Friday, June 3, 2016

#2,118. Rio Grande (1950)


Directed By: John Ford

Starring: John Wayne, Maureen O'Hara, Ben Johnson



Tag line: "THE BREATHTAKING SAGA OF THE UNITED STATES CAVALRY!"

Trivia: John Wayne later said he considered the movie a parable for the Korean War







Now here’s a John Ford film I had never seen before! Made one year after She Wore a Yellow Ribbon, Rio Grande was yet another of the director’s Cavalry-themed flicks, a movie that, like many of Ford’s best works, mixed drama and excitement to great effect.

Lt. Col. Kirby Yorke (John Wayne), commander of a Cavalry unit, has been tasked with stopping a renegade group of American Indians, who are carrying out “hit and run” raids in the area, then retreating into Mexico (despite the protests of Col. Yorke and his men, the cavalry is forbidden by U.S. law to cross the border and give chase). To add to his troubles, Col. Yorke is surprised to find that his son Jeff (Claude Jarman Jr.), who recently flunked out of West Point, has enlisted as a Cavalryman, and is one of his unit’s new recruits! The two haven’t seen each other in 15 years, yet despite being father and son, Col. Yorke tells Jeff that under no circumstances will he be given special treatment (which Jeff says is fine with him).

The family reunion continues when the Col’s estranged wife (and Jeff’s mother) Kathleen (Maureen O’Hara) arrives unexpectedly, demanding that Jeff be excused from military duty. Though happy to see her, Col. Yorke refuses his wife’s request, while Jeff himself, who has become fast friends with fellow recruits Travis Tyree (Ben Johnson) and Sandy Boone (Harry Carey Jr.), tells his mother he has no intention of abandoning his post. As this family drama plays itself out, further Indian raids decimate the area, building to a final showdown that could put the entire Cavalry, and their nearest and dearest, in harm’s way.

Rio Grande bears all the familiar traits of a John Ford film. For one, it was partially shot in Monument Valley, a locale the director had also used for Stagecoach, My Darling Clementine, and She Wore a Yellow Ribbon (among others). In addition, the movie features a number of Ford regulars, including John Wayne, Victor McLaglen (as Sgt. Maj. Timothy Quincannon)), Harry Carey Jr., and Grant Withers (as a U.S Deputy Marshal). Rio Grande has plenty of humor as well (most involving McLaglen’s ornery Irish Sgt. Major), and some rousing action scenes (the best being a chase in which the American Indians pursue a wagon train carrying the camp’s women and children). And, as Ford has done countless times in the past, the movie has some fairly effective dramatic sequences (aside from the family issues plaguing Col. Yorke, there’s a strong scene right at the outset, when the wives and children of the returning Cavalrymen, who have just come from a tense battle, line the streets, looking frantically for their loved ones in the hope they survived the ordeal).

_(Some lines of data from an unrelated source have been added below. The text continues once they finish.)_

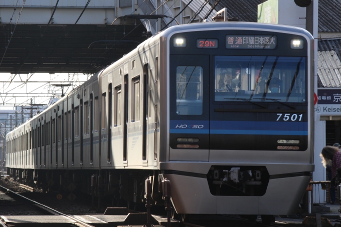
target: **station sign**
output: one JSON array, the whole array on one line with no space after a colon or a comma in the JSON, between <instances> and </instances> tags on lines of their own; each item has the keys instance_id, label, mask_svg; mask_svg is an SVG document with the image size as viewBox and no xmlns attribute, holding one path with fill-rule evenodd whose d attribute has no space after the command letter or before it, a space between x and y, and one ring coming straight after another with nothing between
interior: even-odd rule
<instances>
[{"instance_id":1,"label":"station sign","mask_svg":"<svg viewBox=\"0 0 341 227\"><path fill-rule=\"evenodd\" d=\"M317 97L315 112L322 116L341 116L341 88L318 88Z\"/></svg>"},{"instance_id":2,"label":"station sign","mask_svg":"<svg viewBox=\"0 0 341 227\"><path fill-rule=\"evenodd\" d=\"M277 36L274 35L228 34L225 38L227 49L273 50L276 46Z\"/></svg>"}]
</instances>

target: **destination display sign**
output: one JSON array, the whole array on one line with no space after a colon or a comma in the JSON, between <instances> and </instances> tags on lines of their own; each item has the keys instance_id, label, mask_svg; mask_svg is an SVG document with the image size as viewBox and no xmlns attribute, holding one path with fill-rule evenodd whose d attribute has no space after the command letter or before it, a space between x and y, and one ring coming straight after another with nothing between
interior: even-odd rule
<instances>
[{"instance_id":1,"label":"destination display sign","mask_svg":"<svg viewBox=\"0 0 341 227\"><path fill-rule=\"evenodd\" d=\"M273 50L276 46L276 36L228 34L225 38L227 49Z\"/></svg>"},{"instance_id":2,"label":"destination display sign","mask_svg":"<svg viewBox=\"0 0 341 227\"><path fill-rule=\"evenodd\" d=\"M218 48L218 40L216 38L198 38L197 40L197 48Z\"/></svg>"}]
</instances>

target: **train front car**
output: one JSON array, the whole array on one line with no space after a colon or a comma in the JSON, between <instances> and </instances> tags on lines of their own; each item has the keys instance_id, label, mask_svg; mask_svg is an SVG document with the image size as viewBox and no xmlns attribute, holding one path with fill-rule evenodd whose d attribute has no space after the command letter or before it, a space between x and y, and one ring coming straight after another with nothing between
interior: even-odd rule
<instances>
[{"instance_id":1,"label":"train front car","mask_svg":"<svg viewBox=\"0 0 341 227\"><path fill-rule=\"evenodd\" d=\"M314 170L312 36L223 22L161 36L160 176L177 212L295 213Z\"/></svg>"}]
</instances>

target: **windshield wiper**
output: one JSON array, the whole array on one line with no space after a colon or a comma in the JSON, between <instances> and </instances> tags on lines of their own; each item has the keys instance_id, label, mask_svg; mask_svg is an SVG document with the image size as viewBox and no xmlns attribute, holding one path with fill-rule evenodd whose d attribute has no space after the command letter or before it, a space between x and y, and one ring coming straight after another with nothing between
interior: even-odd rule
<instances>
[{"instance_id":1,"label":"windshield wiper","mask_svg":"<svg viewBox=\"0 0 341 227\"><path fill-rule=\"evenodd\" d=\"M265 109L266 108L266 107L264 106L261 105L261 104L256 104L256 102L253 102L250 101L250 100L248 100L248 99L247 99L247 98L224 98L224 100L243 100L244 102L248 102L252 103L252 104L254 104L254 105L258 106L260 106L260 107L261 107L261 108L265 108Z\"/></svg>"},{"instance_id":2,"label":"windshield wiper","mask_svg":"<svg viewBox=\"0 0 341 227\"><path fill-rule=\"evenodd\" d=\"M287 106L289 107L289 108L290 108L292 109L294 109L294 110L296 109L296 108L295 108L294 107L293 107L292 106L288 105L288 104L286 104L286 103L283 102L282 102L278 101L278 100L276 100L275 98L255 98L255 100L271 100L273 102L279 102L280 104L281 104L283 105L284 105L284 106Z\"/></svg>"}]
</instances>

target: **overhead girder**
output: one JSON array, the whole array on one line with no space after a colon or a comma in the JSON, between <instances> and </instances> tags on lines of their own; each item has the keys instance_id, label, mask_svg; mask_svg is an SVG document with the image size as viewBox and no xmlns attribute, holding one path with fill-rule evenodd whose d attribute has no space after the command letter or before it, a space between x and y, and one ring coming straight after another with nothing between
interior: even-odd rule
<instances>
[{"instance_id":1,"label":"overhead girder","mask_svg":"<svg viewBox=\"0 0 341 227\"><path fill-rule=\"evenodd\" d=\"M72 30L72 24L50 24L44 34L45 25L18 24L8 47L13 24L1 24L0 72L94 73L145 40L144 26L136 22L76 24Z\"/></svg>"}]
</instances>

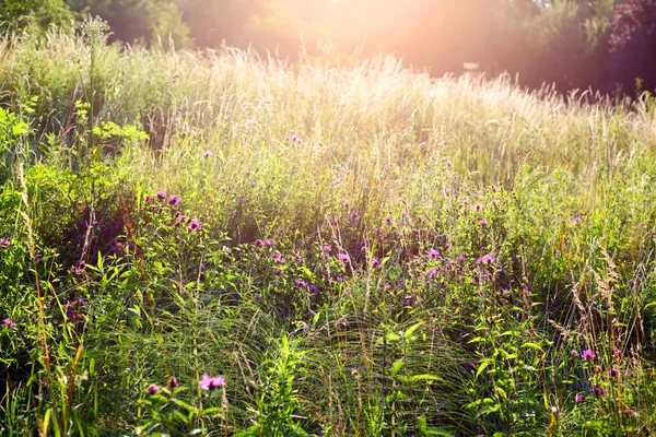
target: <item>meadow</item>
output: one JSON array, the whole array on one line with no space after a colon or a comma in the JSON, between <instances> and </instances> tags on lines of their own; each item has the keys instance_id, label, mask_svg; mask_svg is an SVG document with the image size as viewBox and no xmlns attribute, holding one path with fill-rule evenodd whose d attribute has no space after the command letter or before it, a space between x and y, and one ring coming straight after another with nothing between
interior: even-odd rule
<instances>
[{"instance_id":1,"label":"meadow","mask_svg":"<svg viewBox=\"0 0 656 437\"><path fill-rule=\"evenodd\" d=\"M1 436L656 432L656 99L0 40Z\"/></svg>"}]
</instances>

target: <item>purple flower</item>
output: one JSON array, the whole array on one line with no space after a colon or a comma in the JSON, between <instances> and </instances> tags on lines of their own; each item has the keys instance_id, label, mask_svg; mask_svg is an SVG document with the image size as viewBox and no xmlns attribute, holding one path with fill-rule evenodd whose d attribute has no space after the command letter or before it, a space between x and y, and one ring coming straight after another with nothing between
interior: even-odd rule
<instances>
[{"instance_id":1,"label":"purple flower","mask_svg":"<svg viewBox=\"0 0 656 437\"><path fill-rule=\"evenodd\" d=\"M19 324L13 322L9 317L4 320L2 320L2 323L4 323L5 327L10 327L10 328L16 328Z\"/></svg>"},{"instance_id":2,"label":"purple flower","mask_svg":"<svg viewBox=\"0 0 656 437\"><path fill-rule=\"evenodd\" d=\"M490 253L483 255L481 258L476 260L477 264L491 264L494 262L494 257Z\"/></svg>"},{"instance_id":3,"label":"purple flower","mask_svg":"<svg viewBox=\"0 0 656 437\"><path fill-rule=\"evenodd\" d=\"M191 218L191 222L189 222L189 232L200 231L200 229L202 229L200 222L196 218Z\"/></svg>"},{"instance_id":4,"label":"purple flower","mask_svg":"<svg viewBox=\"0 0 656 437\"><path fill-rule=\"evenodd\" d=\"M198 385L200 386L201 390L215 390L219 387L224 387L225 386L225 379L223 378L223 376L215 376L215 377L210 377L207 373L202 374L202 378L200 378L200 381L198 381Z\"/></svg>"},{"instance_id":5,"label":"purple flower","mask_svg":"<svg viewBox=\"0 0 656 437\"><path fill-rule=\"evenodd\" d=\"M372 267L374 269L380 269L380 261L378 261L378 258L373 258L372 259Z\"/></svg>"},{"instance_id":6,"label":"purple flower","mask_svg":"<svg viewBox=\"0 0 656 437\"><path fill-rule=\"evenodd\" d=\"M581 357L585 361L591 362L597 357L597 354L595 354L593 350L586 349L583 351L583 354L581 354Z\"/></svg>"},{"instance_id":7,"label":"purple flower","mask_svg":"<svg viewBox=\"0 0 656 437\"><path fill-rule=\"evenodd\" d=\"M426 255L429 256L429 258L433 258L433 259L442 259L442 256L440 255L438 250L435 249L431 249L426 252Z\"/></svg>"}]
</instances>

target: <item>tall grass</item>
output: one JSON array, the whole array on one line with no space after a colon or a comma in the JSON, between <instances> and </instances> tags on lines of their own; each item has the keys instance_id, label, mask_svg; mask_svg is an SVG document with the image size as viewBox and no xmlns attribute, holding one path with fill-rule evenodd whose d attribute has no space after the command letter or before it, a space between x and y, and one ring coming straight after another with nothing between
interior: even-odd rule
<instances>
[{"instance_id":1,"label":"tall grass","mask_svg":"<svg viewBox=\"0 0 656 437\"><path fill-rule=\"evenodd\" d=\"M2 433L654 430L648 96L0 54Z\"/></svg>"}]
</instances>

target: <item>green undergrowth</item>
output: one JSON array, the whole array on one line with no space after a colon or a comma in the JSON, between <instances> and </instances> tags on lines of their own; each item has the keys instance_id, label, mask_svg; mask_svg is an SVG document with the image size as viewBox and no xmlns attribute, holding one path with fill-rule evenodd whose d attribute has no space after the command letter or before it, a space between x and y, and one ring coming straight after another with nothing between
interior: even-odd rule
<instances>
[{"instance_id":1,"label":"green undergrowth","mask_svg":"<svg viewBox=\"0 0 656 437\"><path fill-rule=\"evenodd\" d=\"M648 95L0 54L0 435L656 429Z\"/></svg>"}]
</instances>

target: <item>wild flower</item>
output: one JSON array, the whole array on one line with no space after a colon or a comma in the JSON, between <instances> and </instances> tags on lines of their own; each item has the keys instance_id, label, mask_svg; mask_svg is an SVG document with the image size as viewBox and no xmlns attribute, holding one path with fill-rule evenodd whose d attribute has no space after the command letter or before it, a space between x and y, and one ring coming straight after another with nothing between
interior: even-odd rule
<instances>
[{"instance_id":1,"label":"wild flower","mask_svg":"<svg viewBox=\"0 0 656 437\"><path fill-rule=\"evenodd\" d=\"M583 354L581 355L581 357L587 362L591 362L593 359L595 359L597 357L597 354L595 354L595 352L593 352L593 350L586 349L585 351L583 351Z\"/></svg>"},{"instance_id":2,"label":"wild flower","mask_svg":"<svg viewBox=\"0 0 656 437\"><path fill-rule=\"evenodd\" d=\"M17 326L19 326L19 323L15 323L9 317L7 319L2 320L2 323L9 328L17 328Z\"/></svg>"},{"instance_id":3,"label":"wild flower","mask_svg":"<svg viewBox=\"0 0 656 437\"><path fill-rule=\"evenodd\" d=\"M442 259L442 256L440 255L440 251L435 250L435 249L429 250L426 252L426 255L427 255L429 258L432 258L432 259Z\"/></svg>"},{"instance_id":4,"label":"wild flower","mask_svg":"<svg viewBox=\"0 0 656 437\"><path fill-rule=\"evenodd\" d=\"M225 379L223 376L210 377L207 373L202 374L200 381L198 381L201 390L215 390L219 387L225 386Z\"/></svg>"},{"instance_id":5,"label":"wild flower","mask_svg":"<svg viewBox=\"0 0 656 437\"><path fill-rule=\"evenodd\" d=\"M157 394L157 392L160 391L160 387L157 387L154 383L151 383L150 386L148 386L148 394L153 395L153 394Z\"/></svg>"},{"instance_id":6,"label":"wild flower","mask_svg":"<svg viewBox=\"0 0 656 437\"><path fill-rule=\"evenodd\" d=\"M179 382L177 381L177 378L175 376L171 375L168 377L168 381L166 382L166 388L168 390L172 390L172 389L175 389L178 386L179 386Z\"/></svg>"},{"instance_id":7,"label":"wild flower","mask_svg":"<svg viewBox=\"0 0 656 437\"><path fill-rule=\"evenodd\" d=\"M200 231L200 229L202 229L200 222L196 218L191 218L191 221L189 222L189 232Z\"/></svg>"},{"instance_id":8,"label":"wild flower","mask_svg":"<svg viewBox=\"0 0 656 437\"><path fill-rule=\"evenodd\" d=\"M477 264L491 264L494 262L494 257L490 253L483 255L481 258L476 260Z\"/></svg>"}]
</instances>

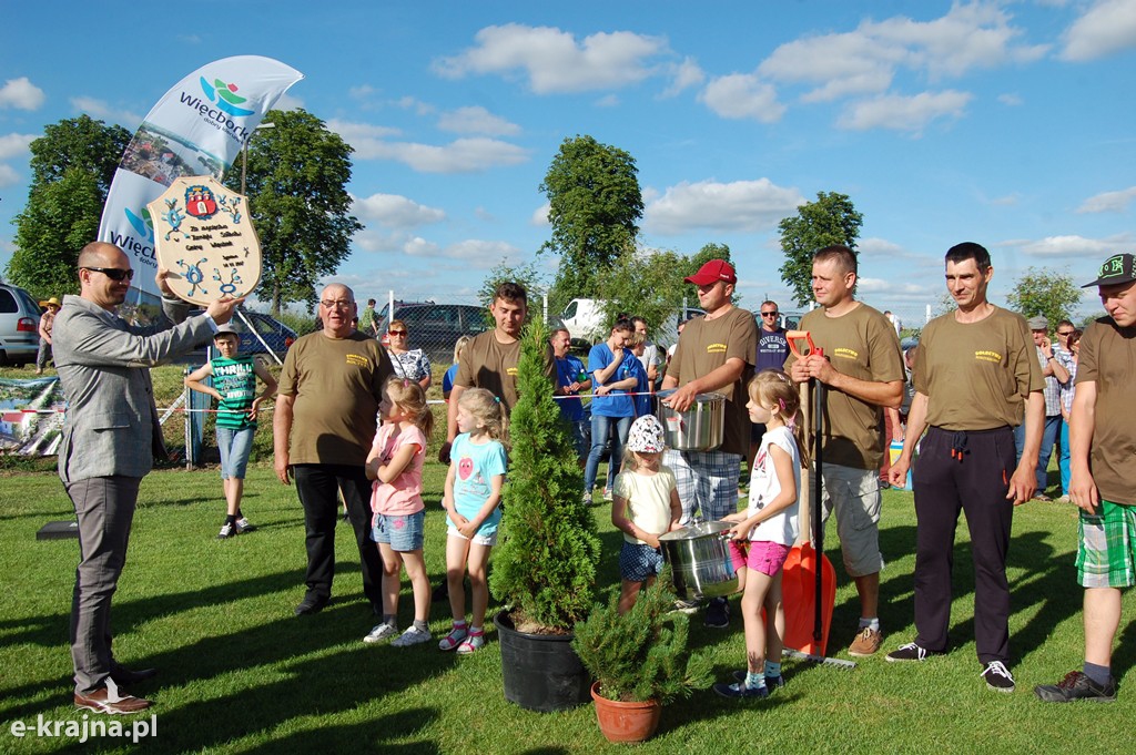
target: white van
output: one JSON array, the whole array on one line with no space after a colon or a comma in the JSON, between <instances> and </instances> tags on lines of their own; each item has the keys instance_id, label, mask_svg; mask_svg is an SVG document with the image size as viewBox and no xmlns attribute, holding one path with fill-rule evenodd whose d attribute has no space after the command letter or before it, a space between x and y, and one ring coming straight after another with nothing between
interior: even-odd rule
<instances>
[{"instance_id":1,"label":"white van","mask_svg":"<svg viewBox=\"0 0 1136 755\"><path fill-rule=\"evenodd\" d=\"M588 349L608 337L610 326L604 317L607 302L600 299L574 299L565 307L560 314L560 320L568 328L573 346L576 349ZM685 322L695 314L705 314L695 307L687 307L685 313L676 310L668 314L662 322L649 322L651 328L651 341L660 346L669 346L678 341L678 324Z\"/></svg>"}]
</instances>

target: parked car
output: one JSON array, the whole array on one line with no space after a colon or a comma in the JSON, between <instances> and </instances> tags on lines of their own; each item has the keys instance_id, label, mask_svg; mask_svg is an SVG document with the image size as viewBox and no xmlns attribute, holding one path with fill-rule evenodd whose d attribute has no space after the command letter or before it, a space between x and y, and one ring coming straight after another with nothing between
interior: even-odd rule
<instances>
[{"instance_id":1,"label":"parked car","mask_svg":"<svg viewBox=\"0 0 1136 755\"><path fill-rule=\"evenodd\" d=\"M449 364L453 345L465 335L475 336L488 328L488 313L473 304L403 304L394 307L394 319L402 320L410 330L410 347L425 351L432 362ZM383 320L382 343L389 345Z\"/></svg>"},{"instance_id":2,"label":"parked car","mask_svg":"<svg viewBox=\"0 0 1136 755\"><path fill-rule=\"evenodd\" d=\"M40 316L32 294L0 283L0 364L34 362L40 351Z\"/></svg>"}]
</instances>

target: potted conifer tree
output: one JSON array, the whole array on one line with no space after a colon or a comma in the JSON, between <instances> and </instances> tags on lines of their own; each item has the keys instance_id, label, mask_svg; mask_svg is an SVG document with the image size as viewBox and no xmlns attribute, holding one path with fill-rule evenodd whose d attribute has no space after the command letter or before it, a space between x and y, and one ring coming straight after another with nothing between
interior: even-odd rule
<instances>
[{"instance_id":1,"label":"potted conifer tree","mask_svg":"<svg viewBox=\"0 0 1136 755\"><path fill-rule=\"evenodd\" d=\"M493 623L506 699L534 711L587 702L590 678L571 631L595 601L600 539L583 471L549 377L548 329L521 335L517 405L509 420L504 519L490 588L507 607Z\"/></svg>"},{"instance_id":2,"label":"potted conifer tree","mask_svg":"<svg viewBox=\"0 0 1136 755\"><path fill-rule=\"evenodd\" d=\"M616 593L576 624L573 647L595 677L595 718L609 741L648 739L663 705L713 681L709 658L687 652L687 618L674 603L668 568L627 613Z\"/></svg>"}]
</instances>

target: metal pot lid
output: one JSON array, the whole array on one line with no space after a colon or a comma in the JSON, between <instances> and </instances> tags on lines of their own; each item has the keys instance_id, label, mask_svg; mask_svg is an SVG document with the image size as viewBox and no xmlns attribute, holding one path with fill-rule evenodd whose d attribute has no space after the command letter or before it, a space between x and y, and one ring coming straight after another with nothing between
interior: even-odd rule
<instances>
[{"instance_id":1,"label":"metal pot lid","mask_svg":"<svg viewBox=\"0 0 1136 755\"><path fill-rule=\"evenodd\" d=\"M674 532L660 535L659 540L694 540L700 537L705 537L707 535L720 535L721 532L729 531L733 527L733 523L726 521L699 522L698 525L691 525L690 527L684 527L683 529L676 529Z\"/></svg>"}]
</instances>

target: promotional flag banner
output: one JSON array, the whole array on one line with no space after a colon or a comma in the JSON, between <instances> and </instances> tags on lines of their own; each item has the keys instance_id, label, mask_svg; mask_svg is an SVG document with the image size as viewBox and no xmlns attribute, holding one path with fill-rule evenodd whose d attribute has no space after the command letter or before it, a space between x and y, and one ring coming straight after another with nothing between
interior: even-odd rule
<instances>
[{"instance_id":1,"label":"promotional flag banner","mask_svg":"<svg viewBox=\"0 0 1136 755\"><path fill-rule=\"evenodd\" d=\"M148 205L177 178L220 179L265 114L301 78L272 58L224 58L183 78L147 115L115 173L99 224L99 240L131 255L140 274L133 286L159 295L154 217ZM258 260L256 278L259 269Z\"/></svg>"},{"instance_id":2,"label":"promotional flag banner","mask_svg":"<svg viewBox=\"0 0 1136 755\"><path fill-rule=\"evenodd\" d=\"M158 265L187 302L244 296L260 282L260 242L245 216L244 196L211 176L177 178L148 205Z\"/></svg>"}]
</instances>

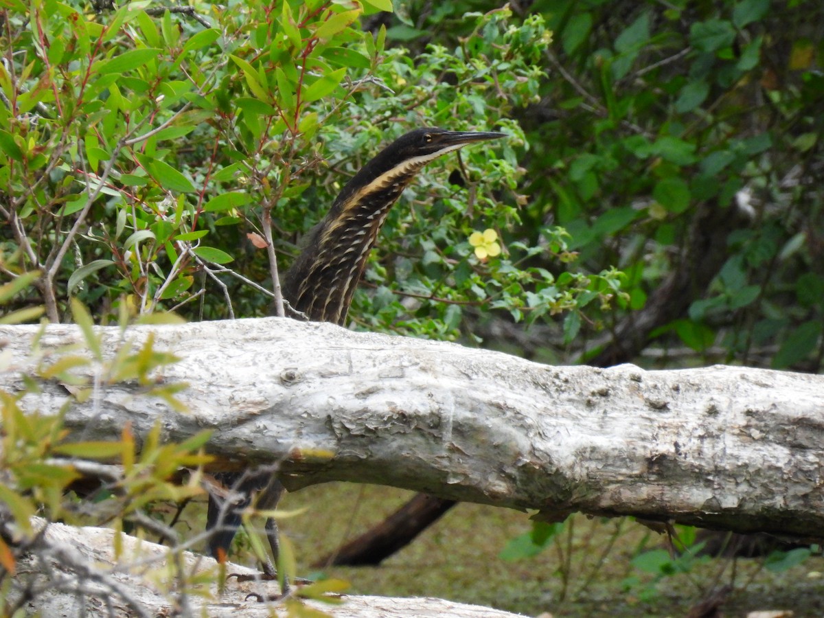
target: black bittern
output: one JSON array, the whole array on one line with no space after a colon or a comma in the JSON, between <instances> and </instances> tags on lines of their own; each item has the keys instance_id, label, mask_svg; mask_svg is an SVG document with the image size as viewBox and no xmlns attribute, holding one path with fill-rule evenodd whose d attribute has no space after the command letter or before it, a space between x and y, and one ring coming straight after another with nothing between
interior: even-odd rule
<instances>
[{"instance_id":1,"label":"black bittern","mask_svg":"<svg viewBox=\"0 0 824 618\"><path fill-rule=\"evenodd\" d=\"M283 278L284 299L309 320L342 325L389 208L415 175L447 152L503 136L418 129L387 146L346 184L329 213L311 232L306 248ZM208 548L212 555L222 560L240 526L241 511L253 499L252 494L257 494L254 499L258 508L274 508L283 488L271 475L232 473L218 478L242 497L232 504L209 499L207 527L213 531ZM266 535L277 561L278 532L273 519L266 522ZM271 564L265 564L264 570L270 576L274 573Z\"/></svg>"}]
</instances>

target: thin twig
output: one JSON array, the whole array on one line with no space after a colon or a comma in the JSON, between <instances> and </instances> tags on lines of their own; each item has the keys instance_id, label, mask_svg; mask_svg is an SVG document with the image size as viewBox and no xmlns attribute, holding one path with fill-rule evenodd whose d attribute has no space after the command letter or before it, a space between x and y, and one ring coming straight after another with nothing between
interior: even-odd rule
<instances>
[{"instance_id":1,"label":"thin twig","mask_svg":"<svg viewBox=\"0 0 824 618\"><path fill-rule=\"evenodd\" d=\"M182 15L185 15L187 17L191 17L204 28L212 27L211 24L209 24L204 17L198 15L197 12L194 10L194 7L157 7L156 8L147 8L145 11L152 17L159 17L166 11L170 13L181 13Z\"/></svg>"},{"instance_id":2,"label":"thin twig","mask_svg":"<svg viewBox=\"0 0 824 618\"><path fill-rule=\"evenodd\" d=\"M266 253L269 255L269 271L272 274L272 293L274 295L274 315L283 317L283 295L280 291L280 275L278 274L278 256L274 253L274 243L272 241L272 209L267 206L263 208L263 235L266 239Z\"/></svg>"}]
</instances>

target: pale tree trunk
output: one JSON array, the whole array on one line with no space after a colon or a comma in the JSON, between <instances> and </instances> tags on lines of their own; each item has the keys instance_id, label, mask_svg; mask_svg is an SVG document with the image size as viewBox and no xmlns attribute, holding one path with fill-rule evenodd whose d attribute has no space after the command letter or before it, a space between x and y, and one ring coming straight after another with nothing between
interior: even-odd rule
<instances>
[{"instance_id":1,"label":"pale tree trunk","mask_svg":"<svg viewBox=\"0 0 824 618\"><path fill-rule=\"evenodd\" d=\"M0 327L27 371L37 327ZM100 328L105 355L119 330ZM506 354L329 324L265 318L133 327L173 351L157 383L185 382L186 413L136 383L101 386L66 415L87 440L198 431L215 467L280 462L288 488L394 485L550 518L581 511L735 531L819 536L824 377L736 367L549 367ZM82 341L49 325L42 356ZM15 372L7 387L20 386ZM58 410L56 382L24 405Z\"/></svg>"},{"instance_id":2,"label":"pale tree trunk","mask_svg":"<svg viewBox=\"0 0 824 618\"><path fill-rule=\"evenodd\" d=\"M52 325L44 332L0 326L0 388L21 391L21 377L28 375L40 391L22 398L26 410L56 413L71 403L68 439L118 440L130 426L139 443L158 425L165 440L181 442L211 429L207 448L215 470L279 464L291 489L347 480L535 509L552 520L580 511L796 537L818 537L824 529L824 377L735 367L548 367L279 318L96 333L104 361L75 372L94 386L82 403L76 386L37 377L67 346L82 345L73 325ZM155 350L173 352L180 362L157 370L147 384L107 384L106 359L150 339ZM146 395L152 386L179 382L189 384L177 396L185 412ZM0 524L0 536L13 541L7 517ZM49 536L59 534L65 536ZM43 582L60 585L43 584L41 593L68 595L55 603L80 598L83 611L97 604L99 614L115 598L133 615L141 615L133 606L154 615L170 602L183 603L181 613L199 615L203 603L245 602L221 601L214 591L207 601L193 600L179 590L170 602L166 584L149 576L153 571L136 568L133 556L123 565L95 553L89 534L103 535L99 550L110 551L110 531L49 525L30 559L18 564L15 581L36 586L42 574ZM38 542L44 544L40 551ZM213 564L173 555L178 578L195 568L190 561ZM89 566L100 562L102 571ZM20 577L24 567L27 579ZM144 600L144 594L157 598ZM396 613L383 615L464 611L409 609L395 600L366 604L383 602L397 604ZM53 606L39 607L49 615Z\"/></svg>"}]
</instances>

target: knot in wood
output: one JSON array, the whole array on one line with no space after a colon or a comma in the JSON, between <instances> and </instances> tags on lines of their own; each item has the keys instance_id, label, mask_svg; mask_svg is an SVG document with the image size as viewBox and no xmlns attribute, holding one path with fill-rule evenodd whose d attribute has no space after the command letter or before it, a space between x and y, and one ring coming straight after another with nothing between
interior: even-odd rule
<instances>
[{"instance_id":1,"label":"knot in wood","mask_svg":"<svg viewBox=\"0 0 824 618\"><path fill-rule=\"evenodd\" d=\"M288 386L291 386L293 384L297 384L297 382L303 380L302 376L301 376L300 372L295 368L289 368L288 369L283 369L280 372L280 382Z\"/></svg>"}]
</instances>

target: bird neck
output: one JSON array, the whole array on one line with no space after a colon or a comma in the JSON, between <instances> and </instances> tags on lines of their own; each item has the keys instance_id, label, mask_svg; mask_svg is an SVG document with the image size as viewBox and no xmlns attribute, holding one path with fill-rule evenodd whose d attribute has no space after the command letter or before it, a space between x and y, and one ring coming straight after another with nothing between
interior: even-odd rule
<instances>
[{"instance_id":1,"label":"bird neck","mask_svg":"<svg viewBox=\"0 0 824 618\"><path fill-rule=\"evenodd\" d=\"M345 322L381 226L423 165L353 186L356 177L341 190L283 278L283 297L294 309L313 321Z\"/></svg>"}]
</instances>

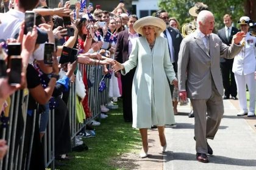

Rio Grande was a “compromise” picture for John Ford, who really wanted to make The Quiet Man (Republic, the studio with whom Ford had recently signed, convinced him to first direct Rio Grande in the hopes it would be a money-maker, especially since they believed The Quiet Man would tank at the Box Office).Yet even if Rio Grande wasn’t his dream project, the legendary director still managed to turn out a pretty solid movie.